On doit ces deux dessins à Édouard Corroyer (élève de Viollet-le-Duc et architecte des Monuments historiques). Ils reproduisent la face et le revers de l’épitaphe de Robert de Torigni découverte dans sa tombe (un disque de plomb de 115 mm de diamètre retrouvé posé de champ entre la tête de l’abbé et la paroi interne du cercueil). Édouard Corroyer les a exécutés en 1876 à la suite de la première campagne de fouilles archéologiques effectuée sur le Mont en 1875.

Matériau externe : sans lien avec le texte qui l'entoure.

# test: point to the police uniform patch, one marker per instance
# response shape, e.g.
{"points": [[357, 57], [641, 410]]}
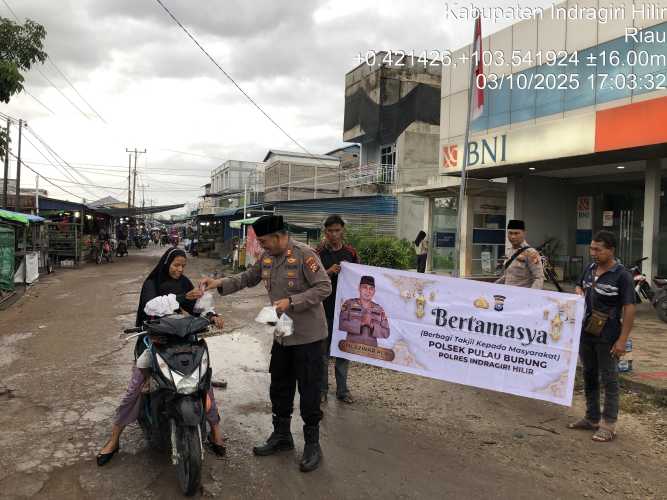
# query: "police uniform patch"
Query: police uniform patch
{"points": [[312, 264]]}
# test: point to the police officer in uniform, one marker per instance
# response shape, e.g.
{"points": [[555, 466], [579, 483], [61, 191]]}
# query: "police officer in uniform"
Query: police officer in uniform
{"points": [[362, 319], [297, 284], [524, 266]]}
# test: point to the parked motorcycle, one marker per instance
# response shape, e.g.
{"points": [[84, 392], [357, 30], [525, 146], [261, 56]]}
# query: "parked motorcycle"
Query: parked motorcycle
{"points": [[660, 298], [104, 252], [644, 292], [121, 249], [173, 412]]}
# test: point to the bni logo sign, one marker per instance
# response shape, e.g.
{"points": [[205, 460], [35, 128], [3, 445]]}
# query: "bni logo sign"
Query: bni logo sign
{"points": [[450, 156]]}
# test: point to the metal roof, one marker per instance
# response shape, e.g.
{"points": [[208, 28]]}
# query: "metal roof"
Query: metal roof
{"points": [[298, 155]]}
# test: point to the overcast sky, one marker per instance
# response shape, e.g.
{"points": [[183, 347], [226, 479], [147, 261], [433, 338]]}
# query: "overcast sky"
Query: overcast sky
{"points": [[157, 91]]}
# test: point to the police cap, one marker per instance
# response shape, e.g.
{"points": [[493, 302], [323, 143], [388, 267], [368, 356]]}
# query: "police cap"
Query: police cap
{"points": [[268, 224], [516, 224]]}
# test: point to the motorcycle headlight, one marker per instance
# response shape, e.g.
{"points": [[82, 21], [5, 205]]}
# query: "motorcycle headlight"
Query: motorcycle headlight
{"points": [[187, 385], [164, 368]]}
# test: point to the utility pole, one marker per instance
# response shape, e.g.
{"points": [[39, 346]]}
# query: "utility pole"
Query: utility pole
{"points": [[5, 179], [37, 194], [134, 182], [18, 170], [129, 183]]}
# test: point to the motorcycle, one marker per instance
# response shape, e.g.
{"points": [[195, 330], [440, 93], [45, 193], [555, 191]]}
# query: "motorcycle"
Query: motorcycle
{"points": [[105, 251], [121, 249], [644, 292], [173, 412], [660, 297]]}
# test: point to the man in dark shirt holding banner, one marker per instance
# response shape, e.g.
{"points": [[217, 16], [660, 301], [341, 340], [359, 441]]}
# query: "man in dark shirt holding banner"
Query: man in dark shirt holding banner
{"points": [[332, 252], [610, 311]]}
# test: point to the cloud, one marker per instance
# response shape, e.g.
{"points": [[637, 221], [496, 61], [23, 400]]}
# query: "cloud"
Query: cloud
{"points": [[157, 90]]}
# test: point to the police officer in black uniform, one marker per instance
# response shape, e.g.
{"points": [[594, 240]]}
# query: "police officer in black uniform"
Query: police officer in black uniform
{"points": [[297, 284]]}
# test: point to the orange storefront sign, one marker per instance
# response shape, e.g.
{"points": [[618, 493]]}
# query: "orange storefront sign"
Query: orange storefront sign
{"points": [[637, 124]]}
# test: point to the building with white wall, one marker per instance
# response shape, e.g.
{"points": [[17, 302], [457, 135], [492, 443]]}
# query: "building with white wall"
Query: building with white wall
{"points": [[291, 175], [571, 144]]}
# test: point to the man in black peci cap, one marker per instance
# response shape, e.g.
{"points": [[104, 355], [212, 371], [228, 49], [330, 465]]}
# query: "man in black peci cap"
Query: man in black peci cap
{"points": [[297, 284], [523, 267]]}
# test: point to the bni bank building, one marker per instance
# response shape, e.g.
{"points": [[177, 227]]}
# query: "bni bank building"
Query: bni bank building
{"points": [[572, 139]]}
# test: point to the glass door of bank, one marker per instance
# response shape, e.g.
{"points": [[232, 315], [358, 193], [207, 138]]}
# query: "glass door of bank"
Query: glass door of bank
{"points": [[623, 214], [443, 234]]}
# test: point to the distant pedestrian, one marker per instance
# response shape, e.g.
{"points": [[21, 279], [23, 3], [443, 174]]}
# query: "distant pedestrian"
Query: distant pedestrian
{"points": [[421, 247], [332, 252], [610, 312], [524, 267]]}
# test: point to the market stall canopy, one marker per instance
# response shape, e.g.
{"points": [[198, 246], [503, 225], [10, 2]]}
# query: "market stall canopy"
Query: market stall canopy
{"points": [[132, 212], [311, 231], [19, 217]]}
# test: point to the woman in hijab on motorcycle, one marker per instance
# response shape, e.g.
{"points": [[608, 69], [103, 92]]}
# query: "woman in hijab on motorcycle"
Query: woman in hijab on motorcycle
{"points": [[167, 278]]}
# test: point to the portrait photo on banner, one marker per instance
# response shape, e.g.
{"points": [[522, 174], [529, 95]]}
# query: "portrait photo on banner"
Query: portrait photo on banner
{"points": [[486, 335]]}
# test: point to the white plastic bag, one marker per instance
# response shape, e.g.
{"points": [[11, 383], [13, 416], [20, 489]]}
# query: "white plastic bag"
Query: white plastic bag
{"points": [[162, 305], [267, 316], [204, 304], [285, 326]]}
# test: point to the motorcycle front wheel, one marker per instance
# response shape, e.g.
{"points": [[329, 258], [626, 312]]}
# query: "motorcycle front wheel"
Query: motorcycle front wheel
{"points": [[189, 465], [661, 306]]}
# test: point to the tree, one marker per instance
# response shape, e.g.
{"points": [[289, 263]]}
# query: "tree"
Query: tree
{"points": [[21, 46]]}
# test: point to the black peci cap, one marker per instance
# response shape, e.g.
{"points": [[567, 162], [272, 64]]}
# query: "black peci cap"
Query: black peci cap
{"points": [[367, 280], [268, 224]]}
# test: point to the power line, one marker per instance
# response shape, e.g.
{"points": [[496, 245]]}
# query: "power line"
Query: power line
{"points": [[39, 102], [62, 93], [23, 163], [58, 167], [193, 154], [61, 74], [75, 90], [252, 101]]}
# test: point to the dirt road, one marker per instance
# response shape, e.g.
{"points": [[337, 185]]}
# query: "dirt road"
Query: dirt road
{"points": [[63, 369]]}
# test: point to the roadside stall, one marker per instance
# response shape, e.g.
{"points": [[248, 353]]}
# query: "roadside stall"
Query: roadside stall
{"points": [[20, 248]]}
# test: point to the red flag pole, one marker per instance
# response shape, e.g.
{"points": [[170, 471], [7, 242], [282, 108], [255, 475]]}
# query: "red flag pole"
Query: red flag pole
{"points": [[475, 59]]}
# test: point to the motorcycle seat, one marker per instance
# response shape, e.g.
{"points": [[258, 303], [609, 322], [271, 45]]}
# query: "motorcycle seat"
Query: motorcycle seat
{"points": [[177, 326]]}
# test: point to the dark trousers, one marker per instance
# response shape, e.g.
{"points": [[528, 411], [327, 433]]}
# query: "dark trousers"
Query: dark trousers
{"points": [[342, 366], [421, 263], [599, 365], [296, 366]]}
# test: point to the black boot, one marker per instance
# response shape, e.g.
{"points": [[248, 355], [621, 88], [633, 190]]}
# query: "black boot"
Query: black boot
{"points": [[312, 453], [279, 440]]}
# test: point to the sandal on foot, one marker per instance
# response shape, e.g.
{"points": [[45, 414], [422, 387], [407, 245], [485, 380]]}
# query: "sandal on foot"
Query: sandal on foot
{"points": [[603, 435], [584, 424], [105, 458], [219, 449]]}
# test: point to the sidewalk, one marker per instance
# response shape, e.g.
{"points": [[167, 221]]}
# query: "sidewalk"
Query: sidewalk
{"points": [[649, 351]]}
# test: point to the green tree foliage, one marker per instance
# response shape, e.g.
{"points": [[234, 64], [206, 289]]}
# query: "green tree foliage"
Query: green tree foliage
{"points": [[380, 250], [21, 46]]}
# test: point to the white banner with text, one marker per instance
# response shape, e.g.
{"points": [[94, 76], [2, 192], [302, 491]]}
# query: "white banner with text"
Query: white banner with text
{"points": [[508, 339]]}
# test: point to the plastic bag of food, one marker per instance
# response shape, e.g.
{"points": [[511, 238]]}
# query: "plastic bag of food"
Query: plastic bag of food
{"points": [[267, 316], [204, 304], [285, 326]]}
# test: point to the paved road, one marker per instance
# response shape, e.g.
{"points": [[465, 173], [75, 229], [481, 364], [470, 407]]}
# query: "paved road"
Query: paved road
{"points": [[407, 437]]}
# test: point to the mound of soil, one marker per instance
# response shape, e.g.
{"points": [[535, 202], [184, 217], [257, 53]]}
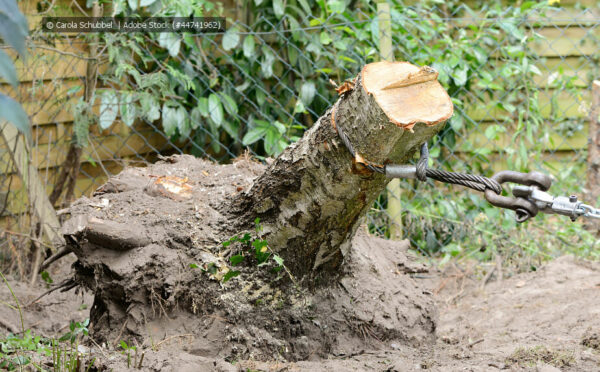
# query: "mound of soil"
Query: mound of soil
{"points": [[546, 320], [155, 263]]}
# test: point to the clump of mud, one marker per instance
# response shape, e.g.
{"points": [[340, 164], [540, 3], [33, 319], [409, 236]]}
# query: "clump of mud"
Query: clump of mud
{"points": [[149, 247], [531, 356], [591, 339]]}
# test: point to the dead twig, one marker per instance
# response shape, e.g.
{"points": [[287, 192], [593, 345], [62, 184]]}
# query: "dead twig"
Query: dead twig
{"points": [[55, 257]]}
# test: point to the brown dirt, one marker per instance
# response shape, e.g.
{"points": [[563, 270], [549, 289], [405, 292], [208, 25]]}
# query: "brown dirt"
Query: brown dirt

“Pendant le cours des travaux entrepris en 1875 (…), les fouilles (…) ont fait découvrir le tombeau de Robert de Torigni (…). (Il) mourut en 1186, et observant (…) la règle de son ordre (…), il avait été (…) enterré (…) in porticu ecclesiae. C’est là en effet que sa sépulture a été découverte (…) sur l’emplacement du Porche et au pied des Tours qu’il avait élevées. Son tombeau, de deux mètres sept centimètres de longueur, creusé dans un calcaire grossier, était engagé de vingt-cinq centimètres dans le mur de la façade romane et placé sous les marches à droite de la porte principale de l’Église (…). Nous avons ouvert ce tombeau ; il contenait les restes d’un abbé revêtu de ses habits sacerdotaux, noircis et comme brûlés par le temps. La tête était au couchant ; les bras étaient croisés sur la poitrine, et sous le bras droit se trouvait une crosse en bois, sans aucun ornement, surmontée d’une volute en plomb. Au sommet du tombeau et posé de champ entre la tête et la paroi interne du cercueil, était placé un disque en plomb portant gravée sur la face : au milieu, une main bénissant sur une croix pattée à branches égales, entre lesquelles en haut, se voient l’alpha et l’oméga ; en exergue on lit : Hic. requiescit. Robertus. de. Torigneio. abbas. hujus. loci. (Ici repose Robert de Torigni abbé de ce lieu), et sur le revers : Qui. prefuit. huic. monasterio. XXX. II. annis. vixit. vero. LXXX. annis (Qui fut abbé de ce monastère trente-deux années et vécu quatre-vingt ans).”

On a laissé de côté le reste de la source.